From Girl With Something to Say:This is the FINAL STRAW: Net, you are really lame. First of all, thank you for the rules on “how to be a friendly Network user” in your Monday issue. Net: You’re welcome. (Note to readers: When someone is really upset and becomes sarcastic toward you, never acknowledge the sarcasm. Drives ’em nuts.) Secondly, Do you ever address any relevent topics anymore? Net: Have you read any Nets in the past three weeks? We’ve been up to our eyeballs in Saddam Hussein and Monica Lewinsky! The Frat argument isn’t even worth it anymore. Net: We agree. Find me an intelegent person in a frat Net: Find us an upset person who can spell to argue their side and then you have a debate. Also — if you waste one more tree by printing a letter about the stupid squirrels again, I vow to never read your section of the paper again.
This could be a great forum for student debate on relevent issues. Net: We assume you misspelled “relevant” to emphasize the vent aspect of your letter. Instead, it has turned into a joke. Net: Turned into!?!? It’s our founding principle!
Please, save Netscape before it is too late. Net: We certainly will do our best. STOP USING MICROSOFT EXPLORER!!!! There. Now, how ’bout saving us?
But seriously, we want you all to know that your suggestions are heeded and words taken seriously. And so, Girl With Something to Say, we dedicate to you our most recent letter about:

SQUIRRELS!!!!!

(We sure are asking for it today, aren’t we?)
From JFK Jr.: I saw this and had to think of Network — and lunch.
Mmmmmmm…
From, “Kentucky Doctors Warn Against a Regional Dish: Squirrel Brains,” by Sandra Blakeslee (New York Times, 8/29/97, p. A10):
“… Families that eat (squirrel) brains follow only certain rituals.
“Someone comes by the house with just the head of a squirrel,” Dr. Weisman said, “and gives it to the matriarch of the family. She shaves the fur off the top of the head and fries the head whole. The skull is cracked open at the dinner table and the brains are sucked out.” Net: Mmmmm … sounds like partial-birth abortion. Fetus, anyone? It is a gift-giving ritual. The second-most popular way to prepare squirrel brains is to scramble them in white gravy, he said, or to scramble them with eggs. In each case, the walnut-sized skull is cracked open and the brains are scooped out for cooking.
These practices are not a matter of poverty, Dr. Berger said. People of all income levels eat squirrel brains in rural Kentucky and parts of the South. …” Net: Almost makes the cold weather tolerable, doesn’t it? Thanks. You know, we don’t mind stealing bread from the mouths of decadence around here, but we’ll go hungry on this one.

FLAT AND TIRED

From Not Pamela: Dearest NITWIT — Two snippets of your curt commentary hurt me deeply, unearthing painful childhood memories of old cotton-balls Scotch taped under the bikini top floating out during swimming lessons, and my mean-spirited brother pointing them out to everyone: “Ironing Board” and your chatter about some guy getting freaked out during an “intimate encounter” with a Curves-Grrl. I think maybe you lost money on the Dow-Corning stock after that class-action was settled? Or you just have a flat sister you want to poke at Net: We shall refrain from incest jokes because she’s so much more brilliant than you?
For all us flat grrls out there — I say they just make clothes look that much better. And if anyone plans on dissing me when he discovers them during an intimate moment, I say watch out for the possibility of being cut by the jagged edge of a broken-hearted me. Net: Wow! Seriously, that was poetic. Quick — call Alanis Morrisette! Nobody should be so shallow as to use the term “ironing board” — even when shopping for one, thank you.

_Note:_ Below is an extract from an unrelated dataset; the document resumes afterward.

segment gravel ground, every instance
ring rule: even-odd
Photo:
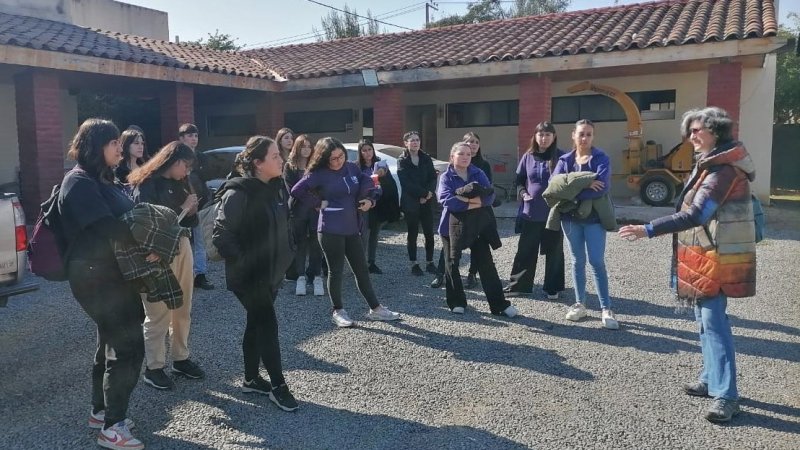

Public Service Announcement ##1
From The Colorado Kid: Hey all you network readers — just a reminder that the application deadline for the 1998 Homecoming Executive Committee is Feb. 27. Please seriously think about applying. You don’t need to be greek! I’m not. Net: Few Coloradans are. Colorado kids tend to be either Northern European in ancestry or Hispanic. Most of the 1997 Committee members were New Student Weekend Counselors and/or RAs. The Committee is a heckuva lot of fun and it can be a great resume builder Net: Aye — there’s the rub, especially for marketing and advertising majors. It’s a great way to get involved on campus and, most importantly, to have a say in how Homecoming is planned. Net: And if you thought U.N. negotiations with Iraq were important … If you haven’t liked some things in the past, apply and try to change it. You can pick up an application at 256 Coffman Union (the Campus Involvement Center), or try a Residence Hall.

Public Service Announcement ##2
From The Girl Under the Covers: Well, Vader, you got balls to ask a girl out like that in such a public forum. I’ll go out with you Net: Wow — it worked! This is amazing. The key to dating women, apparently, is asking them out. This is a new concept for us — you’ll have to excuse our amazement. Good luck, you two. Consider the addresses exchanged. But from here on out, you’ll have to work through Dr. Date, but I need a little e-mail play before I meet ya (safety, safety in these dangerous dating times). Net: Keep in touch.